Zitat von oldsaxonIch finde das deutsche Kino gar nicht so schlecht. Mit vielen Filmen kann man sich identifizieren, was bei den ach so kompetenten US-Produktionen fast nicht möglich ist. Wenn man allerdings versucht, gewollt lässig und komisch aufzutreten, wirkt es nur lächerlich.

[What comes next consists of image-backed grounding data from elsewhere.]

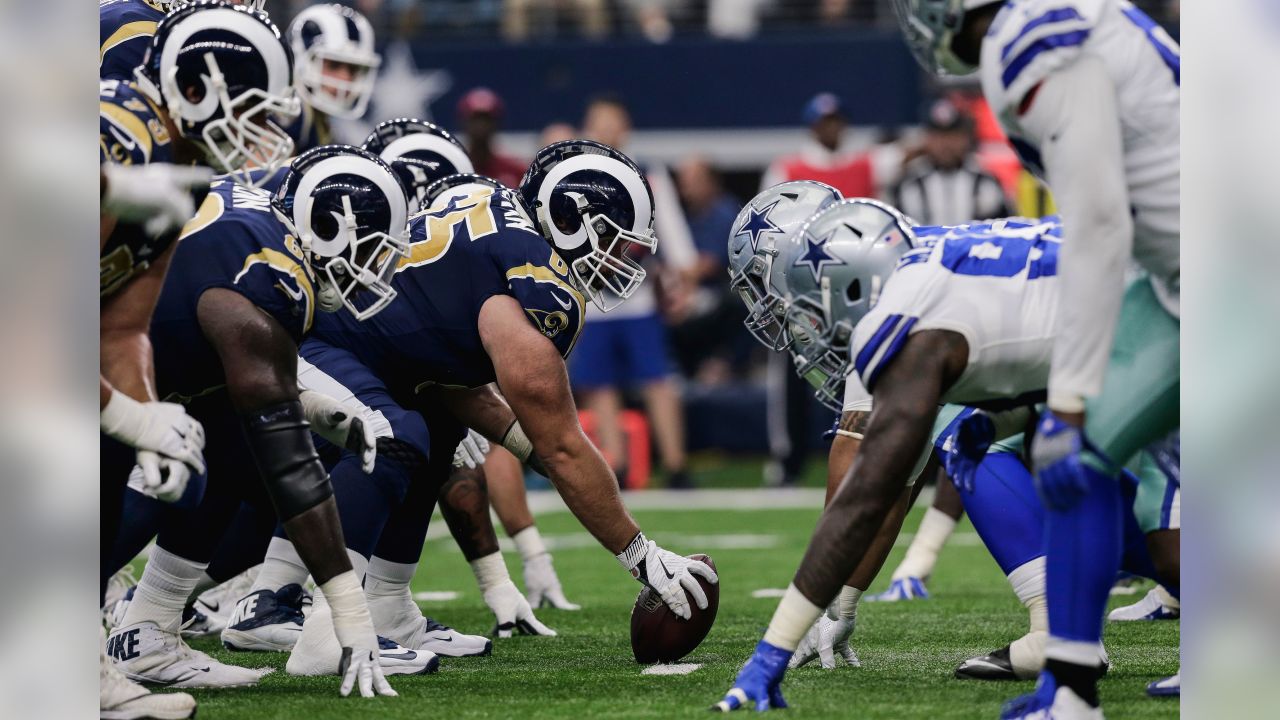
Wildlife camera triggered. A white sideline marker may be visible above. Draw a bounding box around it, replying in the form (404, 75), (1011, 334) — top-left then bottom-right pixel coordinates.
(751, 588), (787, 599)
(412, 591), (460, 602)
(642, 663), (702, 676)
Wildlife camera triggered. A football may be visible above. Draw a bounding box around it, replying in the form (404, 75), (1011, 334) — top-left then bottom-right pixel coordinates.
(629, 554), (719, 664)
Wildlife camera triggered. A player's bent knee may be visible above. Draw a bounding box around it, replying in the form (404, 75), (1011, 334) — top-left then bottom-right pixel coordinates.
(244, 400), (334, 522)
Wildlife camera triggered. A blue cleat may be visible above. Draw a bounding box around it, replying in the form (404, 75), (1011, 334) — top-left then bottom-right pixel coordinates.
(866, 577), (930, 602)
(1146, 671), (1179, 697)
(713, 640), (792, 712)
(1001, 671), (1103, 719)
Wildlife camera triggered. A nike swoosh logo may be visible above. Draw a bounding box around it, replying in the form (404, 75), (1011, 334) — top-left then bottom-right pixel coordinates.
(109, 125), (137, 151)
(381, 651), (417, 660)
(552, 292), (573, 311)
(201, 600), (220, 613)
(657, 557), (676, 580)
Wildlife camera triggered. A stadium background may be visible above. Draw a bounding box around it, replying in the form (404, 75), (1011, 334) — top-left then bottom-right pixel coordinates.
(266, 0), (1180, 488)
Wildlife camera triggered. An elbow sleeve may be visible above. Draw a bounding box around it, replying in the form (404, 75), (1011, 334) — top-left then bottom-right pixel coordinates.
(243, 400), (333, 522)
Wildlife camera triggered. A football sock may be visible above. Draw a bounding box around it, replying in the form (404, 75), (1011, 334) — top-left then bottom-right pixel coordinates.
(512, 526), (548, 563)
(1044, 465), (1122, 706)
(251, 537), (310, 593)
(1046, 658), (1103, 707)
(961, 451), (1045, 574)
(762, 583), (824, 652)
(121, 546), (207, 633)
(834, 585), (862, 621)
(892, 507), (956, 580)
(365, 556), (420, 638)
(1007, 557), (1049, 675)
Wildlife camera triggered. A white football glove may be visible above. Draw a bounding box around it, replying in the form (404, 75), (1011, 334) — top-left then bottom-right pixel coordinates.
(523, 552), (581, 611)
(299, 389), (376, 473)
(788, 613), (859, 669)
(128, 451), (193, 504)
(452, 429), (490, 469)
(484, 580), (556, 638)
(101, 162), (213, 238)
(616, 533), (718, 620)
(102, 393), (206, 475)
(338, 647), (397, 698)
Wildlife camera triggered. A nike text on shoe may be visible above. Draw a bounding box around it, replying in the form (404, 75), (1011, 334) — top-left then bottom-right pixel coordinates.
(107, 621), (273, 689)
(413, 617), (492, 658)
(222, 584), (307, 652)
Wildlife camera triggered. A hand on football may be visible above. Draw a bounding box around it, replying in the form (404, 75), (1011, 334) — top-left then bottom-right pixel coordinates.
(484, 579), (556, 638)
(630, 539), (719, 620)
(452, 429), (490, 469)
(523, 552), (581, 610)
(338, 647), (397, 698)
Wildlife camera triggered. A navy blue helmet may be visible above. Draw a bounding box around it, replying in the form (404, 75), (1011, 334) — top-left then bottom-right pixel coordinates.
(273, 145), (411, 321)
(134, 1), (298, 186)
(362, 119), (474, 213)
(288, 3), (381, 118)
(518, 140), (656, 311)
(421, 173), (508, 212)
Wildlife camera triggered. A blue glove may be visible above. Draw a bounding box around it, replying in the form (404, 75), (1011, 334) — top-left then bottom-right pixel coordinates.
(1030, 409), (1093, 510)
(940, 409), (994, 492)
(714, 640), (791, 712)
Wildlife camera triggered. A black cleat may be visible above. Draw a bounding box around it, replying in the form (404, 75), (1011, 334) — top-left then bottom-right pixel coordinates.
(955, 645), (1019, 681)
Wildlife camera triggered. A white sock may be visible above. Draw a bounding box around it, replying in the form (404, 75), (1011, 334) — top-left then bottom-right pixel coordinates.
(469, 552), (511, 594)
(192, 572), (220, 598)
(762, 583), (824, 651)
(893, 507), (957, 580)
(512, 526), (548, 562)
(364, 556), (420, 638)
(318, 571), (377, 653)
(251, 537), (310, 593)
(1008, 557), (1048, 633)
(833, 585), (862, 621)
(120, 547), (208, 633)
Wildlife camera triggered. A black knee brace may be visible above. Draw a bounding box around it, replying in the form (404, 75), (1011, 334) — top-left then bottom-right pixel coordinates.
(243, 400), (333, 522)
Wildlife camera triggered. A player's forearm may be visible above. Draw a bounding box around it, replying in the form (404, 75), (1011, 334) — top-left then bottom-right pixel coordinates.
(100, 328), (157, 403)
(537, 429), (640, 553)
(826, 411), (869, 505)
(1028, 56), (1133, 411)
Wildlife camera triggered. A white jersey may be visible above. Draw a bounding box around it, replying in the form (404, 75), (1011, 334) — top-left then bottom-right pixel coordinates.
(850, 218), (1063, 408)
(980, 0), (1179, 307)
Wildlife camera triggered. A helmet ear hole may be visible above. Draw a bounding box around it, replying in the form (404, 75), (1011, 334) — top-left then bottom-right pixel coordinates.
(845, 278), (862, 305)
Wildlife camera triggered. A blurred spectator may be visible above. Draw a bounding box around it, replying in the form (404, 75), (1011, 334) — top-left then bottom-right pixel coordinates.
(502, 0), (609, 42)
(759, 91), (902, 486)
(621, 0), (677, 43)
(571, 95), (698, 489)
(539, 121), (578, 147)
(668, 156), (746, 382)
(890, 97), (1011, 224)
(761, 92), (902, 199)
(456, 87), (527, 188)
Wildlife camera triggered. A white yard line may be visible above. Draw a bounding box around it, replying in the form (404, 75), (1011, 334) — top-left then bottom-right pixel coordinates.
(641, 663), (703, 675)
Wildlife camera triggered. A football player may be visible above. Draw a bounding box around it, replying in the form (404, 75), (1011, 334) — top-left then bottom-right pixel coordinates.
(103, 144), (416, 696)
(283, 3), (382, 152)
(235, 142), (716, 673)
(716, 201), (1176, 716)
(99, 0), (267, 82)
(892, 1), (1180, 712)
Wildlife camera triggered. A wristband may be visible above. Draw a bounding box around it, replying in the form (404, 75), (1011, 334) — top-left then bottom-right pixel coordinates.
(100, 390), (145, 443)
(615, 532), (649, 580)
(500, 420), (533, 463)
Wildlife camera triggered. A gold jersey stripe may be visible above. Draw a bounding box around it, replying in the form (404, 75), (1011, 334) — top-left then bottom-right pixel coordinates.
(100, 100), (154, 161)
(99, 20), (157, 66)
(234, 248), (317, 334)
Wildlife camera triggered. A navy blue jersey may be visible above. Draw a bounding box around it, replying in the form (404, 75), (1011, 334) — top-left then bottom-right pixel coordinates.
(99, 0), (165, 81)
(282, 103), (331, 155)
(100, 78), (183, 297)
(309, 183), (585, 394)
(151, 178), (317, 402)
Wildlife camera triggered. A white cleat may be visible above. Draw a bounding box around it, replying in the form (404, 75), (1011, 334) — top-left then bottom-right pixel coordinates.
(1147, 670), (1180, 697)
(193, 567), (258, 629)
(286, 600), (438, 677)
(102, 649), (197, 719)
(407, 616), (492, 658)
(103, 567), (138, 631)
(370, 584), (493, 657)
(1108, 587), (1179, 621)
(106, 621), (274, 689)
(221, 584), (307, 652)
(109, 586), (225, 639)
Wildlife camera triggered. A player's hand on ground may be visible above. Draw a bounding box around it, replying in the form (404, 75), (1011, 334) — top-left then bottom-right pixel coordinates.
(523, 552), (581, 610)
(617, 534), (718, 620)
(484, 580), (556, 637)
(299, 389), (376, 473)
(940, 409), (995, 492)
(789, 613), (859, 670)
(452, 429), (490, 469)
(101, 162), (213, 237)
(338, 647), (397, 698)
(714, 640), (791, 712)
(1031, 409), (1094, 510)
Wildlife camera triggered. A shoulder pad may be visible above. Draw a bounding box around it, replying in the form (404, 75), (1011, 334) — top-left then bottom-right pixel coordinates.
(983, 0), (1103, 109)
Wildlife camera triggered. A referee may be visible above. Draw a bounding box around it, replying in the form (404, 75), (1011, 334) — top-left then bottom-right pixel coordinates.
(892, 98), (1011, 225)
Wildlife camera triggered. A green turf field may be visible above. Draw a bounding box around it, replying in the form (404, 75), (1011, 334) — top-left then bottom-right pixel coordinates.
(171, 493), (1179, 719)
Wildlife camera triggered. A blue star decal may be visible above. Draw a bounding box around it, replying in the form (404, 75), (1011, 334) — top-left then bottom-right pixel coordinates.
(735, 200), (783, 252)
(794, 229), (846, 282)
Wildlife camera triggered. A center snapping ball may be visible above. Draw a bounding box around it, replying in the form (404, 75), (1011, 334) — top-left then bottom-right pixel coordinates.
(629, 554), (719, 664)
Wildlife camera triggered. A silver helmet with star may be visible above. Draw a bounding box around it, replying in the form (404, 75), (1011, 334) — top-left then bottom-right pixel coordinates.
(779, 198), (918, 409)
(727, 180), (841, 351)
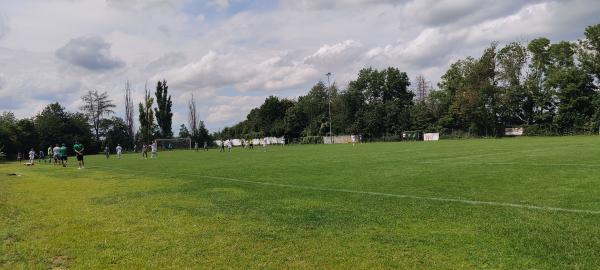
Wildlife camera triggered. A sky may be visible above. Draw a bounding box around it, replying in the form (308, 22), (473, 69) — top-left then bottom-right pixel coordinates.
(0, 0), (599, 133)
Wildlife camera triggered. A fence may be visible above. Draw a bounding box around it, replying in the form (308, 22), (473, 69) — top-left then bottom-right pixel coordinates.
(214, 137), (286, 147)
(323, 135), (355, 144)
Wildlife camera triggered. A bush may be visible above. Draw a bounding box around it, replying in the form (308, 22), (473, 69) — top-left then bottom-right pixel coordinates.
(522, 124), (556, 136)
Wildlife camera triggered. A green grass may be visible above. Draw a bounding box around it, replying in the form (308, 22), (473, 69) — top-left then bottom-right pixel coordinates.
(2, 136), (600, 269)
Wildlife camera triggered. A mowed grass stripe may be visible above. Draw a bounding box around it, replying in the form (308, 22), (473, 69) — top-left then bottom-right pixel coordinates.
(87, 164), (600, 215)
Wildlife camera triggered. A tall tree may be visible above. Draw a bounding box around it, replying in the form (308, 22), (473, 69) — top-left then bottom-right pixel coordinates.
(188, 93), (199, 139)
(414, 75), (430, 102)
(16, 118), (39, 151)
(124, 80), (135, 146)
(178, 124), (191, 138)
(578, 24), (600, 86)
(196, 120), (211, 145)
(80, 90), (116, 141)
(0, 112), (18, 158)
(546, 41), (595, 132)
(526, 37), (555, 127)
(295, 82), (329, 136)
(138, 84), (155, 143)
(284, 104), (308, 138)
(381, 67), (414, 134)
(154, 80), (173, 138)
(579, 24), (600, 128)
(256, 96), (295, 136)
(100, 117), (130, 148)
(497, 42), (531, 126)
(36, 103), (70, 147)
(345, 67), (413, 137)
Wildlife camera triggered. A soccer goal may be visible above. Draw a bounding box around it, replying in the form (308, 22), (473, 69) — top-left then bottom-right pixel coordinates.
(155, 137), (192, 150)
(402, 131), (423, 141)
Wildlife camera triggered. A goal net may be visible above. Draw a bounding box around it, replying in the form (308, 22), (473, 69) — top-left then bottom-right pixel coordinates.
(402, 131), (422, 141)
(155, 137), (192, 150)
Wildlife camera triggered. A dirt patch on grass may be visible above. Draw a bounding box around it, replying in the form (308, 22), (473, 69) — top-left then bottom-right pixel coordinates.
(49, 255), (72, 269)
(3, 234), (18, 245)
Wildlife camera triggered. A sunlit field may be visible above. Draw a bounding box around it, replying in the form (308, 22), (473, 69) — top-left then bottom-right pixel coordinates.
(2, 136), (600, 269)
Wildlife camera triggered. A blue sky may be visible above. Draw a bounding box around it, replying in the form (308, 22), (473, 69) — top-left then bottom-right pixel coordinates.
(0, 0), (599, 132)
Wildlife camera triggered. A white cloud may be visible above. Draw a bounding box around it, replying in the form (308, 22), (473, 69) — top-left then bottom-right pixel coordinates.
(156, 51), (320, 93)
(305, 40), (363, 66)
(0, 13), (9, 40)
(212, 0), (231, 11)
(105, 0), (186, 11)
(206, 96), (265, 124)
(281, 0), (406, 10)
(402, 0), (542, 28)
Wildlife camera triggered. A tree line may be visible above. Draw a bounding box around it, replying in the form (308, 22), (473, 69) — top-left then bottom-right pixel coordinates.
(0, 80), (212, 159)
(215, 23), (600, 140)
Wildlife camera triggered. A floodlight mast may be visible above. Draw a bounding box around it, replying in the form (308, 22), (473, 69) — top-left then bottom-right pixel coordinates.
(326, 72), (333, 144)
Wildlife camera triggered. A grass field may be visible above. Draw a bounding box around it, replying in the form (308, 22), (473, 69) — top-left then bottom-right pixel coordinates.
(2, 136), (600, 269)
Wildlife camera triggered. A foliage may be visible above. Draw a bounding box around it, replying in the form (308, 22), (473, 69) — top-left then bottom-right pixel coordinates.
(218, 68), (414, 140)
(214, 96), (294, 139)
(0, 103), (95, 159)
(138, 86), (156, 143)
(100, 117), (130, 148)
(80, 90), (116, 141)
(178, 124), (190, 138)
(35, 103), (95, 154)
(124, 80), (136, 148)
(154, 80), (173, 138)
(186, 93), (212, 145)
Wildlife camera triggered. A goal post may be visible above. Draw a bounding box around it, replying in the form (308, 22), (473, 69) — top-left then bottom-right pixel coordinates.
(155, 137), (192, 150)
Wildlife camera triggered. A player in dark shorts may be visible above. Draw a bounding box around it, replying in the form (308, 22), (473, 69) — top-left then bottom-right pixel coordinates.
(59, 143), (68, 167)
(73, 142), (84, 169)
(141, 144), (148, 159)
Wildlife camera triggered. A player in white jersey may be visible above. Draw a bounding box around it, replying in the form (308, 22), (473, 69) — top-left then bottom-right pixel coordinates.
(116, 144), (123, 159)
(351, 134), (356, 146)
(227, 139), (233, 152)
(262, 137), (268, 152)
(151, 141), (158, 158)
(28, 148), (36, 164)
(52, 144), (61, 165)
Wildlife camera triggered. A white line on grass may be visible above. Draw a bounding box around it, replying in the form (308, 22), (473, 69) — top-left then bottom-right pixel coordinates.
(86, 165), (600, 215)
(418, 161), (600, 168)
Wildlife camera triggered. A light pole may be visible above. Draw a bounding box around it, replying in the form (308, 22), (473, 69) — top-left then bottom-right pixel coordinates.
(326, 72), (333, 144)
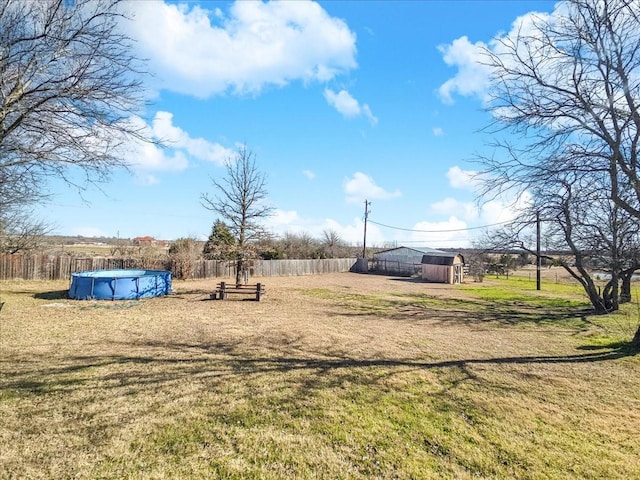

Darüber kann man streiten. In den US wird ein vielfaches produziert, klar dass auch da unglaublich viel Mist dabei ist. Aber es gibt auch tolle Sachen, die verdammt nah an der Realität sind. Wobei die Realität in Miami sicher eine etwas andere ist als in Magdeburg.
Konsumtest 27.04.2013
5. Die Fernsehsendung: eine Katastrophe. Der Gewinnerfilm: eine Hoffnung
Wer immer beim ZDF das verantwortet: Der Betreffende sollte den Hut nehmen und sich überlegen, zukünftig Schmalfilme mit einer Klebepresse zusammenzustellen. Im Ernst: Selten habe ich im öffentlich-rechtlichen Fernsehen eine dermaßen schlecht geschnittene Sendung gesehen. Das Paradoxe: Die Schnitte schienen zum Ende der Sendung - also zu den Hauptpreisen hin - immer extensiver zu werden, so dass die Laudatoren schließlich länger zu reden schienen als die eigentlichen Preisträger. Wie kann man Werner Herzog so verstümmeln?? - Und auch sonst hatte man verschiedentlich den Eindruck, dass sich der Sender eher unvorteilhaft in die Programmgestaltung eingemischt haben muss. Aber was kann man als dem Gebührenfernsehen Ausgelieferter schon tun: nichts. Es ist ein Staat im Staat - und damit praktisch unfehlbar wie der Papst. Sehr schön dafür der Preisträgerfilm "Oh Boy", der tatsächlich die Qualitäten besitzt, die dem Kino deutscher Provenienz meistens abgehen: Er ist unverkrampft, er "will" nicht andauernd etwas - und gerade deshalb trifft er ins Schwarze. Nebenbei ist er auch noch ästhetisch stimmig, weil hervorragend fotografiert, und zeigt das vermeintlich so hippe Berlin in Bildern, die man sonst so nicht zu sieht. Bei allem Respekt vor anderen Leistungen Tom Tykwers: Das ist der Unterschied zwischen einem guten Film - und einem Film, der wie "Cloud Atlas" so verzweifelt und bewusst gut und anders sein möchte, dass er in diesem Bestreben mit Tempo 200 gegen die Wand rast und einen erstaunlichen Verkehrsunfall abgibt. Kreativität hat nichts mit production values zu tun, auch nicht mit Wollen (und damit letztlich Leistung, was irrtümlich viele glauben) - dafür aber ziemlich viel mit Loslassen.